Functional magnetic resonance imaging (fMRI) data acquisition
The same day as the neuropsychological assessments, imaging data were acquired with a 3.0 T GE MRI scanner (GE Discovery MR750). The resting-state (rs)-fMRI data were acquired with an echo-planar imaging (EPI) sequence covering the whole brain, consisting of 250 sequential volumes (repetition time (TR) = 2000 ms, echo time (TE) = 30 ms, field of view (FOV) = 240 mm × 240 mm, matrix = 64 × 64, flip angle = 90°, slice thickness = 3.6 mm, 35 interleaved slices parallel to the bicommissural line). High-resolution structural T1-weighted images were also obtained (TR = 8.5 ms, TE = 3.3 ms, FOV = 240 mm × 240 mm, matrix = 256 × 256, flip angle = 12°, slice thickness = 1 mm, no gap, 184 sagittal slices). All participants were asked to lie flat with their eyes closed, breathe steadily, stay awake, and not do any specific thinking during fMRI scans. Earplugs or earphones were used to reduce noise, and sponge cushions were added on both sides of the head to reduce head movement.
fMRI data preprocessing and independent component analysis (ICA)

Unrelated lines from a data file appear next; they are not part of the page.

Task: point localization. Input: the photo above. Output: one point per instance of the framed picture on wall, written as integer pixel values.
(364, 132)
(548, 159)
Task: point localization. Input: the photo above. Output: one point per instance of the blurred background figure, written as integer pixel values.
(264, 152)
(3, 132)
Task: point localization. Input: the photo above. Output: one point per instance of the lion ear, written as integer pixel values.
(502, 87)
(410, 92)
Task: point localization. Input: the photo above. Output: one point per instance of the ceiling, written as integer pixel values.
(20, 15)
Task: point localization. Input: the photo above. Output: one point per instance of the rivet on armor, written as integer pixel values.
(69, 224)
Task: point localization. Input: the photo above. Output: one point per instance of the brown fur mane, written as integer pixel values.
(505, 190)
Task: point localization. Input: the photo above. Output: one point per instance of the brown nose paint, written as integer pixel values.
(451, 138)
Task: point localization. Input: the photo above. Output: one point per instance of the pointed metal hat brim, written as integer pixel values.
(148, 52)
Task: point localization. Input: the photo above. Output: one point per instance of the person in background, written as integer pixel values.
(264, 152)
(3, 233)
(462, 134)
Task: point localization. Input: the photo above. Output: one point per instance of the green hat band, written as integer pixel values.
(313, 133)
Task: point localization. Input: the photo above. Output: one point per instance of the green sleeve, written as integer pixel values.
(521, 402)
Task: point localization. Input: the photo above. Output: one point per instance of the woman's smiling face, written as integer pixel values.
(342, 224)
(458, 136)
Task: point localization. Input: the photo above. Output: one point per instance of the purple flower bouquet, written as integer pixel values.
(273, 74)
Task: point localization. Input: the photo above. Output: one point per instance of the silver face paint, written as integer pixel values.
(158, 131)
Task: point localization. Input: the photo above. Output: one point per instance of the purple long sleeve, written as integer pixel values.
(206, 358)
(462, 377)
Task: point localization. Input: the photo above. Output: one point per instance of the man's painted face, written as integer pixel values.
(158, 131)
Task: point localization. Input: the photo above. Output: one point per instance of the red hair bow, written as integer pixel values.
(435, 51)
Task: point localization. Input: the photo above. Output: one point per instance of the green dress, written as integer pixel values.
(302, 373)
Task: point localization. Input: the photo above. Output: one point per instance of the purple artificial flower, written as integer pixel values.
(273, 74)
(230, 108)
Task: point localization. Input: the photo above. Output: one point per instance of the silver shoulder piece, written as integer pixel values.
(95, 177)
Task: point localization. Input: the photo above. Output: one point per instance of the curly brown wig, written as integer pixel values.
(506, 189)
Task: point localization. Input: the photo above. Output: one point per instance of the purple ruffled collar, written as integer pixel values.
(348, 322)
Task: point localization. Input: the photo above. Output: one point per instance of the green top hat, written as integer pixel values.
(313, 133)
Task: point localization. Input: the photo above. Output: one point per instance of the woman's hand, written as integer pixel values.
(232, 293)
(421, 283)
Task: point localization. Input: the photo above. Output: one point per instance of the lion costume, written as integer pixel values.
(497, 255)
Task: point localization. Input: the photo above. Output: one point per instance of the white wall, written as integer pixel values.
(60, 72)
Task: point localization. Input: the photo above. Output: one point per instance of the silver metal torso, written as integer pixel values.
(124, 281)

fMRI data preprocessing was carried out with DPARSFA (http://rfmri.org/DPARSF) software. After transformation to the DICOM format, the first 10 time points of the rs-fMRI images were discarded, and slice timing, realignment, spatial normalization to the standard Montreal Neurological Institute (MNI) space, and spatial smoothing proceeded successively. Participants who had head motion > 2 mm in any dimension or angular rotation > 2° were excluded. The group spatial ICA was performed by a group ICA model for fMRI data (GIFT; http://icatb.sourceforge. net/) in three stages: The first stage was data reduction, in which a principal component analysis (PCA) was used to reduce individual fMRI data. The resulting volumes were concatenated and PCA was used again. After data reduction, the Infomax algorithm for ICA decomposition was used to identify the group components across all the participants. Finally, on the basis of the group components and the information found in the data reduction stage, the time courses and spatial maps for each participant were back-reconstructed, and the mean spatial maps for each component across all participants were displayed. Based on visual inspection and previous studies [15,16,17,18], we identified the RSNs we needed (including DMN, ECN, DAN, VAN, SMN, and SN) and saved them for subsequent analyses.

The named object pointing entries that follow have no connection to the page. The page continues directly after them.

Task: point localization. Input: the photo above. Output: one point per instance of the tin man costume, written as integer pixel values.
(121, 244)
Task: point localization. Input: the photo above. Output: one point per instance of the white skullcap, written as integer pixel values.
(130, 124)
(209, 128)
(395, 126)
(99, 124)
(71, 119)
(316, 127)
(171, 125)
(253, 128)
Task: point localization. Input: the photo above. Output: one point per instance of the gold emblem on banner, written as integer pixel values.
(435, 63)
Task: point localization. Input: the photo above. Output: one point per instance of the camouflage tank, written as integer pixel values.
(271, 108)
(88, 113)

Demographic and clinical characteristics, including age, years of education, sleep-disordered breathing parameters, and neuropsychological test scores, were analyzed using independent sample t-tests to compare OSAHS patients with healthy controls (P < 0.05 was deemed significant). Partial correlation analysis [12, 19] adjusted for age and education was performed to correlate sleep-disordered breathing parameters and neurocognitive performance. All the analyses were completed using the Statistical Package for the Social Sciences version 25.0 (SPSS, Chicago, IL, USA).
For functional imaging data, the analysis was performed using the SPM12 software, with age and education as nuisance covariates. we used a one-sample t-test to create a sample-specific component map as a spatial mask with the component maps for all participants (voxel-level familywise error (FWE)-corrected, P < 0.05). Then, a two-sample t-test was performed to explore between-group differences in the component time course-related activity within the spatial mask (cluster-level FWE-corrected, P < 0.05; single-voxel P = 0.001) and saved them as regions of interest (ROIs). Then, for patient group and control group, the average ICA z-scores of the ROIs were extracted using RESTplus software for further correlation analysis. The correlation analyses with clinical variables were performed using a partial correlation method (P < 0.05) in SPSS, the age and education were considered as the nuisance covariates.